I was intrigued by a report from Juan Cole (who got it in turn from from Al-Hayat) on the visit by the Iranian Foreign Minister to Iraq. Please recall that as of 20 years ago these two countries were in a struggle to the death with a War that:
".. has been called "the longest conventional war of the 20th century", and cost 1 million casualties and US $1.19 trillion. (those numbers sound familiar? ed)"Al-Hayat reports that:
Iranian Foreign Minister Manouchehr Mottaki wrapped up his visit to Iraq by meeting in Najaf with Grand Ayatollah Ali Sistani and with the junior cleric and nationalist leader Muqtada al-Sadr, along with numerous other clerics in Najaf and Karbala. He also met in Baghdad with Sunni fundamentalist leader Adnan Dulaimi in an attempt to "reassure" him about Iran's intentions in Iraq. The representative of Iraqi Foreign Minister Hoshyar Zebari, Labid Abawi, said that Mottaki's visit was "extremely positive." He added, "One of our objectives was to underline that Iran is close to Iraq and that it is impossible to bypass it in looking for a resolution of the Iraq question."Now, given their history, this report is loaded with irony. Firstly, the mere fact that these two countries are talking to one another is amazing. Secondly, what is this with energy production? Iraq has enought oil to last it until the cows come home. I suppose that Iran means nuclear energy. Thirdly, an Irani (Shite) actually talked to an Iraqi Sunni without one or the other blowing someone away. (This would be like Jerry Falwell saying good things about the Pope.)
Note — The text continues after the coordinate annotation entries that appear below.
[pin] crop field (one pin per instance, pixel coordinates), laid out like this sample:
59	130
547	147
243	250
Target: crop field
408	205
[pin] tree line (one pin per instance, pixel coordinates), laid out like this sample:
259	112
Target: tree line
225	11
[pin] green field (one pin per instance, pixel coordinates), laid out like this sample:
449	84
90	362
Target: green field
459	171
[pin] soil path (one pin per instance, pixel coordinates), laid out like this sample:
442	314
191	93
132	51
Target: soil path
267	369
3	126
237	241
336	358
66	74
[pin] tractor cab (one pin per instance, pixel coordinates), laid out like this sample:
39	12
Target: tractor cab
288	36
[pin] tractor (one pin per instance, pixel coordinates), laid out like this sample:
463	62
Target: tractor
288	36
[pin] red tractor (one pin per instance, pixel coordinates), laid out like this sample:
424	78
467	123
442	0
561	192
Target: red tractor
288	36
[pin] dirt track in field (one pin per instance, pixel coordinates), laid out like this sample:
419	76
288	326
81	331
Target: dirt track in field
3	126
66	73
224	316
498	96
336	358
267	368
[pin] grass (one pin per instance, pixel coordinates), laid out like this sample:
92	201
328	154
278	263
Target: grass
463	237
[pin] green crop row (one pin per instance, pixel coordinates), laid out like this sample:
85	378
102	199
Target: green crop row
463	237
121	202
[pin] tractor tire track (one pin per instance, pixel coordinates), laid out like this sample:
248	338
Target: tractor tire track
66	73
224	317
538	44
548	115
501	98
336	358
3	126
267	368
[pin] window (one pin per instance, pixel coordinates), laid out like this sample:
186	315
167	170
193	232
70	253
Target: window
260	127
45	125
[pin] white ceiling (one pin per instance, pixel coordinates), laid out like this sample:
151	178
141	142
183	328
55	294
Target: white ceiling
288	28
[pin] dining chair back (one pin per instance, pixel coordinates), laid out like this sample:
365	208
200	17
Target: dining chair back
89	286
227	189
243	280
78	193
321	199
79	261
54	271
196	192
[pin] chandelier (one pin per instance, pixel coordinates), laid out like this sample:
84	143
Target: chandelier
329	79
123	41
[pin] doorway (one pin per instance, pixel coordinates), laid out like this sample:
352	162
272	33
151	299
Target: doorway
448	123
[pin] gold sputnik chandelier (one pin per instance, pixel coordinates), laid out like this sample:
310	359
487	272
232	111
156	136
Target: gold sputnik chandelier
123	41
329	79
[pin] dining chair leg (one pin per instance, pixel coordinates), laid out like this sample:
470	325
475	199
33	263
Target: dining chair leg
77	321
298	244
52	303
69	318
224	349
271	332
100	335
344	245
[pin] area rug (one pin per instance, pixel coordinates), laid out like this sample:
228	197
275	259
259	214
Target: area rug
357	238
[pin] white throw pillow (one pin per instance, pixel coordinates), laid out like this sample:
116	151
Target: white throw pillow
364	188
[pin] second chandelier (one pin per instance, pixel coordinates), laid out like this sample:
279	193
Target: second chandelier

Mottaki reaffirmed that Iran had committed $1 billion in aid to Iraq, and would cooperate in the area of energy production. (emphasis added)
How about them apples, W??
But the mere fact that they are collaborating should be seen as a positive move. But wouldn't it be ironic if Iran extracted the Boy King from this horrible impasse in Iraq.
Reminds me that the Pope was sort of excited about William of Orange's victory at the Battle of the Boyne:
William of Orange's own elite force — the Dutch Blue Guards — had the papal banner with them on the day, many of the Guardsmen being Dutch Catholics. They were part of the League of Augsburg, a cross-Christian alliance designed to stop a French conquest of Europe, supported by the Vatican.
William of Orange in bed with the Pope!!! Don't let an Irishman know!